Charles Dickens

'I should like to hear,' he replied, as he filled his glass again, and raised it to his lips.

'Ah! It would be a long story, if it was properly told,' said Clemency, resting her chin on the palm of her left hand, and supporting that elbow on her right hand, as she shook her head, and looked back through the intervening years, as if she were looking at a fire. 'It would be a long story, I am sure.'

'But told as a short one,' suggested the stranger.

Told as a short one,' repeated Clemency in the same thoughtful tone, and without any apparent reference to him, or consciousness of having auditors, 'what would there be to tell? That they grieved together, and remembered her together, like a person dead; that they were so tender of her, never would reproach her, called her back to one another as she used to be, and found excuses for her! Every one knows that. I'm sure I do. No one better,' added Clemency, wiping her eyes with her hand.

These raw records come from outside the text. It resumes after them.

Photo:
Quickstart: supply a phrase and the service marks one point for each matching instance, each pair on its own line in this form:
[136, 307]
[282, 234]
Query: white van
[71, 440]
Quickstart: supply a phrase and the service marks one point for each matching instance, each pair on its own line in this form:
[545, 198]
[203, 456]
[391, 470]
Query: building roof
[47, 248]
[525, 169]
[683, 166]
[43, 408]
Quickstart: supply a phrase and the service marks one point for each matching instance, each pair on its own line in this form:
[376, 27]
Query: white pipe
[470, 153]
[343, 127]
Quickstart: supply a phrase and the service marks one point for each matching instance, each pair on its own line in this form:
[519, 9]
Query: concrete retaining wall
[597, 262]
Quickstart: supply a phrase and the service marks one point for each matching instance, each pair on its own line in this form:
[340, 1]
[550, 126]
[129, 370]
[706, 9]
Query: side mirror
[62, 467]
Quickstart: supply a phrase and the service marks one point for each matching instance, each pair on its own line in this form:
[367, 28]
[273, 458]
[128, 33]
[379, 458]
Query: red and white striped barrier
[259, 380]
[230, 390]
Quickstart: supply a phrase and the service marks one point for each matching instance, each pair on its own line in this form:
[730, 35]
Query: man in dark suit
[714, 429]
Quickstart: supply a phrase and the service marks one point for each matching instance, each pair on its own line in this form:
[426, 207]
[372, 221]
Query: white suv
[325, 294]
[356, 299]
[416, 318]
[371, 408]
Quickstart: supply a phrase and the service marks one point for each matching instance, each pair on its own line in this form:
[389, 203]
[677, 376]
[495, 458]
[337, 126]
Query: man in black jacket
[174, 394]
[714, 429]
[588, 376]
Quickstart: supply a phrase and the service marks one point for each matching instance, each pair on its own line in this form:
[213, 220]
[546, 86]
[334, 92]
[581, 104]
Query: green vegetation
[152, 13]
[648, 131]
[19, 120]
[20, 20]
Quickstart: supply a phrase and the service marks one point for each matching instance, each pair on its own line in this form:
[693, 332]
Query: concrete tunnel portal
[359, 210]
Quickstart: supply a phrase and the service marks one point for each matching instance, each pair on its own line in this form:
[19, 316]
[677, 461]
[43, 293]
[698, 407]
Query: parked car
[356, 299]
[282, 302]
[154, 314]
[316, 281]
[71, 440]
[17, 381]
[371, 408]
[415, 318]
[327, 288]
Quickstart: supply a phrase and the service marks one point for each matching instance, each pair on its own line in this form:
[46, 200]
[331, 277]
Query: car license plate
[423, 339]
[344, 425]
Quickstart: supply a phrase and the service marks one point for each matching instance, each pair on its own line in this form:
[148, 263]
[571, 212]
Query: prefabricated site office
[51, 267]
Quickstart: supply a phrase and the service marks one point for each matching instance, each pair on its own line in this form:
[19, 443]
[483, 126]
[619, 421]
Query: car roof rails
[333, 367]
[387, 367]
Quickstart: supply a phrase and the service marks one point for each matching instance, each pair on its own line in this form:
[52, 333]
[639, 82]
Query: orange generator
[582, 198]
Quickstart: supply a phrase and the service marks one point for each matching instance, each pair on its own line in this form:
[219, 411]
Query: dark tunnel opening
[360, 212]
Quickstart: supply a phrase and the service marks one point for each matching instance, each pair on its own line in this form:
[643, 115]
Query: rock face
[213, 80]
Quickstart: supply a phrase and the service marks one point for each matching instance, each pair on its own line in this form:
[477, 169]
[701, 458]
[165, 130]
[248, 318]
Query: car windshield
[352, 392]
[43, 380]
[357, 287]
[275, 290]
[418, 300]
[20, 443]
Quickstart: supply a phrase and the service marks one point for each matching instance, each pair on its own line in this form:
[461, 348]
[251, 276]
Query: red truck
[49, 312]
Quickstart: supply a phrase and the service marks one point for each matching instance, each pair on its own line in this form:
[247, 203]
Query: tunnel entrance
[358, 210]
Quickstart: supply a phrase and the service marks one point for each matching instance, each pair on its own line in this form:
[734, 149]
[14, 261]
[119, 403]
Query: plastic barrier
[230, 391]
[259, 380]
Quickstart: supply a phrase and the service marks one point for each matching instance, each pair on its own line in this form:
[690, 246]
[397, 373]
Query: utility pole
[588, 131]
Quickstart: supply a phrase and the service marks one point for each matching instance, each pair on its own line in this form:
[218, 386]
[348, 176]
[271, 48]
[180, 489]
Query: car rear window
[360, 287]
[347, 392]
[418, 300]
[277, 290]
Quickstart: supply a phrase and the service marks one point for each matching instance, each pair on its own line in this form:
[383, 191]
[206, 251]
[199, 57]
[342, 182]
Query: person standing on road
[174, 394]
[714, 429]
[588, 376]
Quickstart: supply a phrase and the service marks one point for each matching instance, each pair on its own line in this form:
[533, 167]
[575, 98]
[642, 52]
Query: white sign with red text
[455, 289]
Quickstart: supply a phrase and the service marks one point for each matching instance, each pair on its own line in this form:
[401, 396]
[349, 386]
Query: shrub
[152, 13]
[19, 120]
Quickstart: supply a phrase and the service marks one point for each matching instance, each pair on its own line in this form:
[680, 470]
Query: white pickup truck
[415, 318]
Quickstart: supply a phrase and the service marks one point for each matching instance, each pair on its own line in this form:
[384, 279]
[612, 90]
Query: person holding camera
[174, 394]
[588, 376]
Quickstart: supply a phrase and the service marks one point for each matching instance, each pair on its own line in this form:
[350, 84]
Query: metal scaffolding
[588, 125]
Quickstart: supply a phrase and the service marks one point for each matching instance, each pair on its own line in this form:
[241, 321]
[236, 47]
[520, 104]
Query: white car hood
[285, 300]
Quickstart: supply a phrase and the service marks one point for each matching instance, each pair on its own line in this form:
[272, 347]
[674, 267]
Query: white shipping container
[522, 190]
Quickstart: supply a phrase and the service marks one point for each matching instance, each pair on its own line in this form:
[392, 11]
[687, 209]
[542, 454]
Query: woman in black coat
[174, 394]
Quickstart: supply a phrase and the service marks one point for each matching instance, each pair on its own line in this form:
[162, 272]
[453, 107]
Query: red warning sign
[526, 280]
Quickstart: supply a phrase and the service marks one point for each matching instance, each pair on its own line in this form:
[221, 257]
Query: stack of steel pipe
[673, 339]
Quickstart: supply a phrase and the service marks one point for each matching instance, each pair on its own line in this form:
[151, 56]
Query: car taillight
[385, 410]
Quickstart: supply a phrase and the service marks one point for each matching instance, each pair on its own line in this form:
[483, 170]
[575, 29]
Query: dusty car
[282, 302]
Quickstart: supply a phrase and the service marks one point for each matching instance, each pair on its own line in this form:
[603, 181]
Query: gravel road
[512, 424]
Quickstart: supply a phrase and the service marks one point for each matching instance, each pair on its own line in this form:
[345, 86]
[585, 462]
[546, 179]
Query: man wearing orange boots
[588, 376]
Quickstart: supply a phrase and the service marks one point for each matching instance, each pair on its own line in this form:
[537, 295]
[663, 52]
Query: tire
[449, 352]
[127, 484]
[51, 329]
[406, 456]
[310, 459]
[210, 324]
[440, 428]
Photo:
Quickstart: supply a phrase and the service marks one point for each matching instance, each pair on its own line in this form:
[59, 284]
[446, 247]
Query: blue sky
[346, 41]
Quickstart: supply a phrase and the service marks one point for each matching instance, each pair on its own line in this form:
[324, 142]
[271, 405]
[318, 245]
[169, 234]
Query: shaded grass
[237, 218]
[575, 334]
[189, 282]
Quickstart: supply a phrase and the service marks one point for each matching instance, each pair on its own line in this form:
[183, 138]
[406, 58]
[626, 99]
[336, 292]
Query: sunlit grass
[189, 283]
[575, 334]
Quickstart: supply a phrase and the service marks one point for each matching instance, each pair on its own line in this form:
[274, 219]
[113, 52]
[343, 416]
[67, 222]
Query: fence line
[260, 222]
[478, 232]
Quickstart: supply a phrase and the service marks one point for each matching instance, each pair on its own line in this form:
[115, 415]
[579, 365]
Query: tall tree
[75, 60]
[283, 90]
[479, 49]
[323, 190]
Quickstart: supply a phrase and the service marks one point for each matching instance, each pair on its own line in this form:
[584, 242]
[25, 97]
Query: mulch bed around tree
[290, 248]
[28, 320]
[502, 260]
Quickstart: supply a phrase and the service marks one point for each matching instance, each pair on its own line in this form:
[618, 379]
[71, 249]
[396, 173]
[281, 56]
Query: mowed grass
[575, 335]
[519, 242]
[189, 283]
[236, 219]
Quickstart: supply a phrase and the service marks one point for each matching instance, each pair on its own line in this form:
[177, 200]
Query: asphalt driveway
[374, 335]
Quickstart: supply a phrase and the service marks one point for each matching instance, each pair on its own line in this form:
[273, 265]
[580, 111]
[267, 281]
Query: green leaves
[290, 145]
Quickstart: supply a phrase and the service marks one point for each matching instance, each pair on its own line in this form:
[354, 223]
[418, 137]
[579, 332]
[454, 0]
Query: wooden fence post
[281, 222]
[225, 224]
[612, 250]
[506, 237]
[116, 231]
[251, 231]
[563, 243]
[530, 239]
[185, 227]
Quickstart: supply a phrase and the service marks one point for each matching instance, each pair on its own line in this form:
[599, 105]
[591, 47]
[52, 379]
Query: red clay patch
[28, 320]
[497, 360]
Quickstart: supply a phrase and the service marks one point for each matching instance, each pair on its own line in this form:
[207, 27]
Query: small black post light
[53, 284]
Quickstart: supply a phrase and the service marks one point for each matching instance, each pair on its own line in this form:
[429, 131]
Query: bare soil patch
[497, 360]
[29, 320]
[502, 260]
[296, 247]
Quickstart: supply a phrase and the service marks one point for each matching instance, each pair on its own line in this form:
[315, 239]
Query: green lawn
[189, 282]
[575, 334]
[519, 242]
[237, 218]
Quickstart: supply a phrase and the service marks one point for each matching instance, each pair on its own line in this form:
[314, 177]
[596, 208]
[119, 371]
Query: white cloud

'And so,' suggested the stranger.

'And so,' said Clemency, taking him up mechanically, and without any change in her attitude or manner, 'they at last were married. They were married on her birth-day - it comes round again to-morrow - very quiet, very humble like, but very happy. Mr. Alfred said, one night when they were walking in the orchard, "Grace, shall our wedding-day be Marion's birth-day?" And it was.'

'And they have lived happily together?' said the stranger.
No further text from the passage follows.